Old versions of SPSS limited string variables to a width of 255 bytes. For backward compatibility with these older versions, the system file format represents a string longer than 255 bytes, called a very long string, as a collection of strings no longer than 255 bytes each. The strings concatenated to make a very long string are called its segments; for consistency, variables other than very long strings are considered to have a single segment.

A very long string with a width of w has n = (w + 251) / 252 segments, that is, one segment for every 252 bytes of width, rounding up. It would be logical, then, for each of the segments except the last to have a width of 252 and the last segment to have the remainder, but this is not the case. In fact, each segment except the last has a width of 255 bytes. The last segment has width w - (n - 1) * 252; some versions of SPSS make it slightly wider, but not wide enough to make the last segment require another 8 bytes of data.

Data is packed tightly into segments of a very long string, 255 bytes per segment. Because 255 bytes of segment data are allocated for every 252 bytes of the very long string’s width (approximately), some unused space is left over at the end of the allocated segments. Data in unused space is ignored.

Example: Consider a very long string of width 20,000. Such a very long string has 20,000 / 252 = 80 (rounding up) segments. The first 79 segments have width 255; the last segment has width 20,000 - 79 * 252 = 92 or slightly wider (up to 96 bytes, the next multiple of 8). The very long string’s data is actually stored in the 19,890 bytes in the first 78 segments, plus the first 110 bytes of the 79th segment (19,890 + 110 = 20,000). The remaining 145 bytes of the 79th segment and all 92 bytes of the 80th segment are unused.

The very long string record explains how to stitch together segments to obtain very long string data. For each of the very long string variables in the dictionary, it specifies the name of its first segment’s variable and the very long string variable’s actual width. The remaining segments immediately follow the named variable in the system file’s dictionary.

The very long string record, which is present only if the system file contains very long string variables, has the following format:

/* Header. */
int32               rec_type;
int32               subtype;
int32               size;
int32               count;

/* Exactly count bytes of data. */
char                string_lengths[];
int32 rec_type;

Record type.
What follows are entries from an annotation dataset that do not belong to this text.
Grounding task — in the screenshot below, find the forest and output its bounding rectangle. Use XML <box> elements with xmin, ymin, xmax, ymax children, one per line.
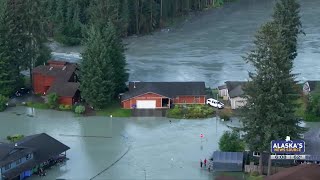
<box><xmin>44</xmin><ymin>0</ymin><xmax>231</xmax><ymax>45</ymax></box>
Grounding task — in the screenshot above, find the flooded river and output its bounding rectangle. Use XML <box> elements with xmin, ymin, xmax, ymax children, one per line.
<box><xmin>52</xmin><ymin>0</ymin><xmax>320</xmax><ymax>87</ymax></box>
<box><xmin>0</xmin><ymin>107</ymin><xmax>238</xmax><ymax>180</ymax></box>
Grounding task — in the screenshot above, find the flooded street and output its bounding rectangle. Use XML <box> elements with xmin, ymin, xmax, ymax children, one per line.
<box><xmin>52</xmin><ymin>0</ymin><xmax>320</xmax><ymax>87</ymax></box>
<box><xmin>0</xmin><ymin>107</ymin><xmax>241</xmax><ymax>180</ymax></box>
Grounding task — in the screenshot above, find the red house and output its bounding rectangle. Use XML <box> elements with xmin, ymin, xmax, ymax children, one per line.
<box><xmin>32</xmin><ymin>61</ymin><xmax>80</xmax><ymax>105</ymax></box>
<box><xmin>121</xmin><ymin>82</ymin><xmax>206</xmax><ymax>109</ymax></box>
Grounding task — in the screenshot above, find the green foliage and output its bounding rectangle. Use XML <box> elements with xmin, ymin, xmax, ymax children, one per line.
<box><xmin>74</xmin><ymin>105</ymin><xmax>86</xmax><ymax>114</ymax></box>
<box><xmin>219</xmin><ymin>131</ymin><xmax>245</xmax><ymax>152</ymax></box>
<box><xmin>242</xmin><ymin>0</ymin><xmax>305</xmax><ymax>155</ymax></box>
<box><xmin>167</xmin><ymin>105</ymin><xmax>215</xmax><ymax>119</ymax></box>
<box><xmin>219</xmin><ymin>108</ymin><xmax>232</xmax><ymax>121</ymax></box>
<box><xmin>47</xmin><ymin>93</ymin><xmax>59</xmax><ymax>109</ymax></box>
<box><xmin>59</xmin><ymin>104</ymin><xmax>72</xmax><ymax>111</ymax></box>
<box><xmin>0</xmin><ymin>94</ymin><xmax>8</xmax><ymax>112</ymax></box>
<box><xmin>7</xmin><ymin>134</ymin><xmax>24</xmax><ymax>143</ymax></box>
<box><xmin>80</xmin><ymin>23</ymin><xmax>128</xmax><ymax>109</ymax></box>
<box><xmin>26</xmin><ymin>102</ymin><xmax>50</xmax><ymax>109</ymax></box>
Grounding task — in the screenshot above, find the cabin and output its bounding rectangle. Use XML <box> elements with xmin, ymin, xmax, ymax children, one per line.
<box><xmin>218</xmin><ymin>81</ymin><xmax>246</xmax><ymax>109</ymax></box>
<box><xmin>303</xmin><ymin>81</ymin><xmax>320</xmax><ymax>95</ymax></box>
<box><xmin>121</xmin><ymin>82</ymin><xmax>206</xmax><ymax>109</ymax></box>
<box><xmin>0</xmin><ymin>133</ymin><xmax>70</xmax><ymax>180</ymax></box>
<box><xmin>32</xmin><ymin>61</ymin><xmax>80</xmax><ymax>105</ymax></box>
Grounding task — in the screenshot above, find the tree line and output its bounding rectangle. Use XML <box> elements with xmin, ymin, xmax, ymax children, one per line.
<box><xmin>42</xmin><ymin>0</ymin><xmax>230</xmax><ymax>45</ymax></box>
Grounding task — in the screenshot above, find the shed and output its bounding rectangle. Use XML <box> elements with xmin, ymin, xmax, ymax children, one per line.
<box><xmin>212</xmin><ymin>151</ymin><xmax>243</xmax><ymax>172</ymax></box>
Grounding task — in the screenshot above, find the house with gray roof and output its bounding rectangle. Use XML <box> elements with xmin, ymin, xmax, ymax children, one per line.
<box><xmin>218</xmin><ymin>81</ymin><xmax>246</xmax><ymax>109</ymax></box>
<box><xmin>121</xmin><ymin>82</ymin><xmax>206</xmax><ymax>109</ymax></box>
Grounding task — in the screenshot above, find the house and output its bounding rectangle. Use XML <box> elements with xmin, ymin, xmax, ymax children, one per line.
<box><xmin>211</xmin><ymin>151</ymin><xmax>244</xmax><ymax>172</ymax></box>
<box><xmin>0</xmin><ymin>133</ymin><xmax>70</xmax><ymax>180</ymax></box>
<box><xmin>303</xmin><ymin>81</ymin><xmax>320</xmax><ymax>95</ymax></box>
<box><xmin>218</xmin><ymin>81</ymin><xmax>246</xmax><ymax>109</ymax></box>
<box><xmin>32</xmin><ymin>61</ymin><xmax>80</xmax><ymax>105</ymax></box>
<box><xmin>265</xmin><ymin>164</ymin><xmax>320</xmax><ymax>180</ymax></box>
<box><xmin>121</xmin><ymin>82</ymin><xmax>206</xmax><ymax>109</ymax></box>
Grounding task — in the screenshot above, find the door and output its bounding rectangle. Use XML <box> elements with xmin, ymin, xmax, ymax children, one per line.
<box><xmin>137</xmin><ymin>100</ymin><xmax>156</xmax><ymax>109</ymax></box>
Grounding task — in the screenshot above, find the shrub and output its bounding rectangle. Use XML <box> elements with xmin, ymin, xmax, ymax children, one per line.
<box><xmin>7</xmin><ymin>134</ymin><xmax>24</xmax><ymax>142</ymax></box>
<box><xmin>219</xmin><ymin>131</ymin><xmax>245</xmax><ymax>152</ymax></box>
<box><xmin>74</xmin><ymin>105</ymin><xmax>86</xmax><ymax>114</ymax></box>
<box><xmin>48</xmin><ymin>93</ymin><xmax>59</xmax><ymax>108</ymax></box>
<box><xmin>0</xmin><ymin>95</ymin><xmax>8</xmax><ymax>112</ymax></box>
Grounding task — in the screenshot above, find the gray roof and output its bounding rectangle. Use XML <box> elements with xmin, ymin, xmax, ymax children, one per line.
<box><xmin>226</xmin><ymin>81</ymin><xmax>247</xmax><ymax>98</ymax></box>
<box><xmin>0</xmin><ymin>133</ymin><xmax>70</xmax><ymax>178</ymax></box>
<box><xmin>47</xmin><ymin>81</ymin><xmax>80</xmax><ymax>97</ymax></box>
<box><xmin>212</xmin><ymin>151</ymin><xmax>243</xmax><ymax>164</ymax></box>
<box><xmin>122</xmin><ymin>82</ymin><xmax>206</xmax><ymax>101</ymax></box>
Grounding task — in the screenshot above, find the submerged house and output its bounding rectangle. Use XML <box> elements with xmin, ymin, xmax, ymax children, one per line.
<box><xmin>0</xmin><ymin>133</ymin><xmax>70</xmax><ymax>180</ymax></box>
<box><xmin>211</xmin><ymin>151</ymin><xmax>244</xmax><ymax>172</ymax></box>
<box><xmin>32</xmin><ymin>61</ymin><xmax>80</xmax><ymax>105</ymax></box>
<box><xmin>218</xmin><ymin>81</ymin><xmax>246</xmax><ymax>109</ymax></box>
<box><xmin>121</xmin><ymin>82</ymin><xmax>206</xmax><ymax>109</ymax></box>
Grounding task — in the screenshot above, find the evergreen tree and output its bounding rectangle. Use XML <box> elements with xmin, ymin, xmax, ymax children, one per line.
<box><xmin>242</xmin><ymin>0</ymin><xmax>305</xmax><ymax>173</ymax></box>
<box><xmin>80</xmin><ymin>26</ymin><xmax>115</xmax><ymax>108</ymax></box>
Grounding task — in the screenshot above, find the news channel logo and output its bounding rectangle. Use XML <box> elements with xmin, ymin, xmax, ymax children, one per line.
<box><xmin>271</xmin><ymin>136</ymin><xmax>305</xmax><ymax>154</ymax></box>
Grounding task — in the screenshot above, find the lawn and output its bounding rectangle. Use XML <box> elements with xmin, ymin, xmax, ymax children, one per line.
<box><xmin>96</xmin><ymin>102</ymin><xmax>131</xmax><ymax>117</ymax></box>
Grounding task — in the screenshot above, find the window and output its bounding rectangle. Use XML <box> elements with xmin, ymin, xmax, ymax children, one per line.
<box><xmin>26</xmin><ymin>154</ymin><xmax>31</xmax><ymax>160</ymax></box>
<box><xmin>16</xmin><ymin>159</ymin><xmax>21</xmax><ymax>165</ymax></box>
<box><xmin>4</xmin><ymin>164</ymin><xmax>11</xmax><ymax>170</ymax></box>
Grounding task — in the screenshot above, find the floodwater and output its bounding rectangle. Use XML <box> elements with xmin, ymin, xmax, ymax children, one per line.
<box><xmin>51</xmin><ymin>0</ymin><xmax>320</xmax><ymax>87</ymax></box>
<box><xmin>0</xmin><ymin>107</ymin><xmax>242</xmax><ymax>180</ymax></box>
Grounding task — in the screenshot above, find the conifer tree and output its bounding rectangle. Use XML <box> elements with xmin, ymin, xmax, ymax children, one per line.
<box><xmin>80</xmin><ymin>26</ymin><xmax>115</xmax><ymax>108</ymax></box>
<box><xmin>242</xmin><ymin>0</ymin><xmax>305</xmax><ymax>173</ymax></box>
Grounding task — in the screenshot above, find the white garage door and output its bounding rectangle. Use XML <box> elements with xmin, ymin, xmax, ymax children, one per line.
<box><xmin>137</xmin><ymin>100</ymin><xmax>156</xmax><ymax>109</ymax></box>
Always set to 7.

int32 subtype;

Record subtype. Always set to 14.

int32 size;

The size of each element in the string_lengths member. Always set to 1.

int32 count;

The total number of bytes in string_lengths.

char string_lengths[];

A list of keyvalue tuples, where key is the name of a variable, and value is its length. The key field is at most 8 bytes long and must match the name of a variable which appears in the variable record (see Variable Record). The value field is exactly 5 bytes long. It is a zero-padded, ASCII-encoded string that is the length of the variable. The key and value fields are separated by a ‘=’ byte. Tuples are delimited by a two-byte sequence {00, 09}. After the last tuple, there may be a single byte 00, or {00, 09}. The total length is count bytes.